United Airlines: Covid surge to cut 2022 capacity, pressure costs

 

Bloomberg

United Airlines Holdings Inc. expects a delayed recovery in air travel this year as the coronavirus resurgence pressures business and leisure travel, slowing the carrier’s momentum after a robust holiday season pushed its fourth-quarter results above Wall Street’s estimates.
The spreading omicron variant prompted United to lower its capacity forecast for 2022 to below the 2019 level, according to a statement Wednesday detailing quarterly results. The airline previously said it expected this year’s capacity to surpass 2019 by 5%.
The surge in new infections has upended multiple industries and forced many employees to continue working from home, hurting business travel that’s a staple of United’s franchise.
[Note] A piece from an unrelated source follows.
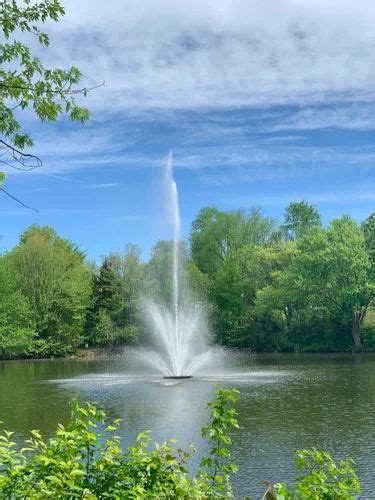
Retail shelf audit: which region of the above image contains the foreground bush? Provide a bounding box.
[0,389,360,500]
The Chicago-based company’s views on the delayed rebound echo comments last week from rival Delta Air Lines Inc.
“While omicron is impacting near-term demand, we remain optimistic about the spring and excited about the summer and beyond,” United Chief Executive Officer Scott Kirby said in the statement.
The reduced capacity also complicates United’s efforts to lower its non-fuel unit costs to below its 2019 level, a target it laid out for investors last year. While the airline likely won’t achieve that goal in 2022, it’s on track to meet that target next year. United shares fell 1.7% as of 5:10 pm after the close of regular trading in New York.
The carrier reported a loss of $1.60 a share for the final three months of 2021 on an adjusted pretax basis, extending a string of pandemic-driven losses to the eighth consecutive quarter. Still, that was better than $2.11 loss expected by analysts, according to the average of estimates compiled by Bloomberg. Revenue was $8.19 billion, while analysts expected $7.95 billion.
Unit costs excluding fuel rose 13% compared to the fourth quarter of 2019, the last year before the pandemic battered the airline industry.